An Orion sounding rocket will be launched from Wallops Flight Facility and will carry a University of Virginia payload to an altitude of 65.7 km to measure the distribution of methane in the Earth’s upper atmosphere and record images and quantitative measurements of the distribution of chlorophyll in the Metompkin Inlet, Virginia. This new payload launch will be UVa’s second launch as a result of a five-year undergraduate design project by a multi-disciplinary student group. As part of a new multi-year design course, undergraduate students designed, built, tested, and will participate in the launch of a suborbital platform from which atmospheric remote sensors and other scientific experiments can operate. The first launch included a simplified atmospheric measurement system intended to demonstrate full system operation and remote sensing capabilities during suborbital flight.

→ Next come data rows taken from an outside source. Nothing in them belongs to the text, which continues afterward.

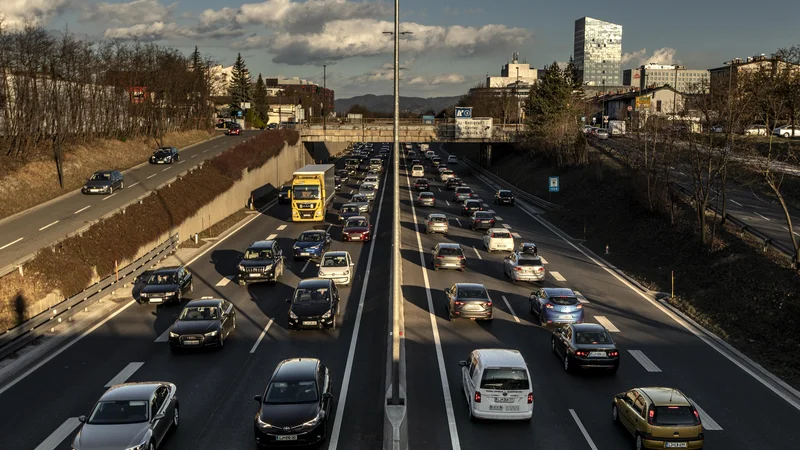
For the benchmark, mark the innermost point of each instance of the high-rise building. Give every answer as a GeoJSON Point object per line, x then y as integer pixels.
{"type": "Point", "coordinates": [598, 52]}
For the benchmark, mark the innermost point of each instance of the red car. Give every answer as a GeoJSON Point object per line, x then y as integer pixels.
{"type": "Point", "coordinates": [357, 228]}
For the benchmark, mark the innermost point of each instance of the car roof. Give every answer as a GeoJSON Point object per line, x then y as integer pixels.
{"type": "Point", "coordinates": [500, 357]}
{"type": "Point", "coordinates": [296, 369]}
{"type": "Point", "coordinates": [130, 391]}
{"type": "Point", "coordinates": [662, 396]}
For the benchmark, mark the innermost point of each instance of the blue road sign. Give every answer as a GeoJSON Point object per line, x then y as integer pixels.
{"type": "Point", "coordinates": [554, 184]}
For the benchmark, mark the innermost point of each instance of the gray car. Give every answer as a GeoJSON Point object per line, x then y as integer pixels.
{"type": "Point", "coordinates": [130, 416]}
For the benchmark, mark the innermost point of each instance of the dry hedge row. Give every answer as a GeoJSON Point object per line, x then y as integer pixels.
{"type": "Point", "coordinates": [71, 265]}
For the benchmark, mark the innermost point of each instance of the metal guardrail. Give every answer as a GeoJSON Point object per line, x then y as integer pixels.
{"type": "Point", "coordinates": [25, 333]}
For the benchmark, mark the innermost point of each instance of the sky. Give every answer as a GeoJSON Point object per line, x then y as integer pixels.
{"type": "Point", "coordinates": [452, 45]}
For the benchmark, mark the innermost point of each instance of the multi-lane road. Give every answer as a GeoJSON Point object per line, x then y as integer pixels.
{"type": "Point", "coordinates": [571, 411]}
{"type": "Point", "coordinates": [38, 227]}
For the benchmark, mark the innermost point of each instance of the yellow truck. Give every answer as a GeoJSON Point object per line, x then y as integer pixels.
{"type": "Point", "coordinates": [313, 188]}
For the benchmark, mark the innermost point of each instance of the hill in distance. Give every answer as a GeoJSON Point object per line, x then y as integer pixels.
{"type": "Point", "coordinates": [385, 103]}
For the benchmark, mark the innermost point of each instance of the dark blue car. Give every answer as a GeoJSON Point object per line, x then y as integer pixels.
{"type": "Point", "coordinates": [311, 244]}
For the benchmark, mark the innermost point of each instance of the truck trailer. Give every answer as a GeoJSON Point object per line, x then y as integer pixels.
{"type": "Point", "coordinates": [313, 188]}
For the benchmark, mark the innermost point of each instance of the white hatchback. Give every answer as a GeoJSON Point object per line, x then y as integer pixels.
{"type": "Point", "coordinates": [497, 385]}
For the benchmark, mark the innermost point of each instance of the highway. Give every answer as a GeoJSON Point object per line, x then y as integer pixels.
{"type": "Point", "coordinates": [572, 411]}
{"type": "Point", "coordinates": [28, 231]}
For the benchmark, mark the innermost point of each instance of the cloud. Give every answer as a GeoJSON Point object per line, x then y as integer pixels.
{"type": "Point", "coordinates": [14, 13]}
{"type": "Point", "coordinates": [664, 55]}
{"type": "Point", "coordinates": [135, 12]}
{"type": "Point", "coordinates": [342, 39]}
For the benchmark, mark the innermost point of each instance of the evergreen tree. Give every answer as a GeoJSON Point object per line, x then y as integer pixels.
{"type": "Point", "coordinates": [239, 87]}
{"type": "Point", "coordinates": [260, 100]}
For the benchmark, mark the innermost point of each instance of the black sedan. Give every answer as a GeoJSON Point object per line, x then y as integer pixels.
{"type": "Point", "coordinates": [296, 405]}
{"type": "Point", "coordinates": [314, 305]}
{"type": "Point", "coordinates": [165, 285]}
{"type": "Point", "coordinates": [311, 244]}
{"type": "Point", "coordinates": [104, 182]}
{"type": "Point", "coordinates": [203, 323]}
{"type": "Point", "coordinates": [165, 155]}
{"type": "Point", "coordinates": [585, 346]}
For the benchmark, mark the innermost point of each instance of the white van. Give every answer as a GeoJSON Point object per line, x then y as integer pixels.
{"type": "Point", "coordinates": [497, 385]}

The second and upcoming launch includes a methane GFCR system intended for upper atmospheric measurements, a photodiode/camera system intended for the remote sensing of chlorophyll distribution and concentration in the Metompkin Inlet due to confined animal runoff pollution. Two thermoelectrically cooled HgCdTe infrared detectors, with peak sensitivity at 3 mm, were designed to measure the methane distribution in the upper atmosphere, by having infrared radiation filtered through a methane cell and a nitrogen reference cell. A small camera with a green band-pass filter will be aligned with five photodiodes, each covered by a narrow bandpass filter that matches the filters in the SeaWiFS system, to provide cross-referencing for the remote sensing of the chlorophyll in the Metompkin Inlet and to enhance the chlorophyll distribution. This payload will serve as a platform for future atmospheric sensing experiments. Currently, the GFCR has been tested and calibrated, the chlorophyll measurement system is being calibrated, and the components and mounts are being gathered, calibrated, tested and fabricated. In the next few months, the payload will be integrated and the data reduction models will be constructed.

Paper Details

Date Published: 1 April 2003
PDF: 8 pages
Proc. SPIE 5073, Thermosense XXV, (1 April 2003); doi: 10.1117/12.487349
Show Author Affiliations
Keith William Moored, Univ. of Virginia (United States)
Christina Viau Haden, Univ. of Virginia (United States)
William Clayton Nunnally, Univ. of Virginia (United States)
Gabriel Laufer, Univ. of Virginia (United States)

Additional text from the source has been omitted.